Yang menjadi pertanyaan kita, apakah ada dalil yang shahih yang menjelaskan tentang keutamaan nishfu Sya’ban dan amalan tertentu padanya? Apa hukum mengerjakan amalan tertentu seperti tersebut di atas pada malam dan siang nishfu Sya’ban?.
Untuk menjawab persoalan tersebut, maka kita wajib merujuk kepada Al-Quran dan As-Sunnah sesuai dengan penjelasan para ulama. Kita perlu merujuk kepada kitab-kitab para ulama yang menjelaskan persoalan ini. Maka tulisan ini bertujuan untuk mengkaji dan menjelaskan persoalan tersebut di atas dengan merujuk kepada referensi kitab-kitab para ulama yang mu’tamad dan mu’tabar, baik kitab-kitab turats (klasik) maupun kitab-kitab mu’ashirah (kontemporer).

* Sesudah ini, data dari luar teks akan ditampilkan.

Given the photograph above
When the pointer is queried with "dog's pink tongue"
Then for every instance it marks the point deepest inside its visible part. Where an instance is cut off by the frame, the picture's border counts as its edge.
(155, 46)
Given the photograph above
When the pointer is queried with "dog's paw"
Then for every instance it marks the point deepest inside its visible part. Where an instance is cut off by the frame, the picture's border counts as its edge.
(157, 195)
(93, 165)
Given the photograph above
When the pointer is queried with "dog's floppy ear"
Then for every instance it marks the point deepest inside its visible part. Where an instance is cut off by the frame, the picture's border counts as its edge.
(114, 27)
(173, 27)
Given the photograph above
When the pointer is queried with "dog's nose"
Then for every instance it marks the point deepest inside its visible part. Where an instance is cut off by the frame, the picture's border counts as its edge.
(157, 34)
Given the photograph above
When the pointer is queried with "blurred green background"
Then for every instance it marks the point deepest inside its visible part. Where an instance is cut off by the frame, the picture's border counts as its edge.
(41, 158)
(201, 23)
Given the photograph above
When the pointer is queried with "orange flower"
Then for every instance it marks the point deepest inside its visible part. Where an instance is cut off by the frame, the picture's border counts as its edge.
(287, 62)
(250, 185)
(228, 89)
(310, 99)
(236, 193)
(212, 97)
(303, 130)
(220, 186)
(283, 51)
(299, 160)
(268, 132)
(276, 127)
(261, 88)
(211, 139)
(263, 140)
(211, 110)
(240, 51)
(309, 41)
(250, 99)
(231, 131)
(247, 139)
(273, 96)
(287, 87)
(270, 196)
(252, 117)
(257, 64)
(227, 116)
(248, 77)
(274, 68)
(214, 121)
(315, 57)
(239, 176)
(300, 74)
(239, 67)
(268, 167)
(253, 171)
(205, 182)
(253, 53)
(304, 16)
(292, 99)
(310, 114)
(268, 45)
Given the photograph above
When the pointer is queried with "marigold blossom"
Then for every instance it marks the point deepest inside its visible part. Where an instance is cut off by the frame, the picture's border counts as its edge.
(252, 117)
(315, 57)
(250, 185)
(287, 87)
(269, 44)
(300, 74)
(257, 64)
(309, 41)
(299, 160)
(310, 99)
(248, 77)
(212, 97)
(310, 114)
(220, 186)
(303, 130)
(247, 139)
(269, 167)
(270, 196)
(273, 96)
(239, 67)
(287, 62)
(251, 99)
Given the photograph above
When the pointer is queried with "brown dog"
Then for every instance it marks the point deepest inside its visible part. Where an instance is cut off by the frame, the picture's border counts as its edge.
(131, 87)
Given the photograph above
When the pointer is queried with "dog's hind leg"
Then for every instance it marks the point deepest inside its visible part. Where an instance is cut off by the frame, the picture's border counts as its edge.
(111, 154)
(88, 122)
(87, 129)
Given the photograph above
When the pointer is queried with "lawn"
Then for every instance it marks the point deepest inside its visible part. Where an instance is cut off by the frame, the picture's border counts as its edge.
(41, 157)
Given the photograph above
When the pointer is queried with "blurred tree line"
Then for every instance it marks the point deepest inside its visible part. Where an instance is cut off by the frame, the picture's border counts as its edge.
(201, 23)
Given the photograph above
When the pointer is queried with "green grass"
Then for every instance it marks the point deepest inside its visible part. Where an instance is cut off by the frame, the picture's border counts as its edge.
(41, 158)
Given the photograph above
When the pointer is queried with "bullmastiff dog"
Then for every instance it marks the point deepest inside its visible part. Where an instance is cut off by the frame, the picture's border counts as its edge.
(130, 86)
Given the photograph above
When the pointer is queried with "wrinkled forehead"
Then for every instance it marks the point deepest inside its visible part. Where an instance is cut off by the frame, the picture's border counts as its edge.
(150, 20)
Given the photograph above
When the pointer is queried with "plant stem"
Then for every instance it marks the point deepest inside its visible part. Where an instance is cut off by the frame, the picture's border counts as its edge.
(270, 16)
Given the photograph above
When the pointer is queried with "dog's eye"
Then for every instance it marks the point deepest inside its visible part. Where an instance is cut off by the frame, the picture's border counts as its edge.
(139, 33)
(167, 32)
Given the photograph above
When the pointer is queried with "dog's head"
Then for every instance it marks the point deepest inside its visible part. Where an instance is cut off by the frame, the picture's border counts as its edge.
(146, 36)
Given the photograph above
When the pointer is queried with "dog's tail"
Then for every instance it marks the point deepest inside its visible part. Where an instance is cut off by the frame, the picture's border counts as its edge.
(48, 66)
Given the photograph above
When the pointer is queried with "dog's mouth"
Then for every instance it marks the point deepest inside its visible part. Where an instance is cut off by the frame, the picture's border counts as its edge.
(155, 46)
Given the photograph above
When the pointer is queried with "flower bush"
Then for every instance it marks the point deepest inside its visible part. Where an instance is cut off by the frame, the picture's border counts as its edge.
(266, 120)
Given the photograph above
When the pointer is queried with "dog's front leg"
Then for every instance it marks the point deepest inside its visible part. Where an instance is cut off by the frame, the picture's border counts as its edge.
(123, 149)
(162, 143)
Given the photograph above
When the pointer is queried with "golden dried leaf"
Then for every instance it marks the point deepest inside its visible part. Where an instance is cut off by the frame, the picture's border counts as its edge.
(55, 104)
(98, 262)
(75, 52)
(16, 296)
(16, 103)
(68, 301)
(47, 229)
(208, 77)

Menurut para ulama, tidak ada satupun dalil shahih yang mensyariatkannya ibadah tertentu pada nishfu Sya’ban seperti shalat malam dan puasa nishfu Sya’ban dengan menyangka bahwa ia memiliki keutamaan. Shalat khusus malam nishfu Sya’ban dan puasa khusus nishfu Sya’ban tidak dilakukan dan tidak pula diperintahkan oleh Nabi shallallahu’alaihi wa sallam. Begitu pula tidak dilakukan oleh para sahabat radhiyallahu anhum. Maka tidak boleh diamalkan. Karena, ibadah itu sifatnya tauqifiyyah. Maknanya, wajib berdasarkan dalil (petunjuk) yang shahih dari Nabi shallallahu’alaihi wa sallam. Bila tidak, maka ibadah tersebut tidak akan diterima Allah ta’ala, bahkan menuai murka dan kecaman Allah ta’ala, karena itu perbuatan bid’ah.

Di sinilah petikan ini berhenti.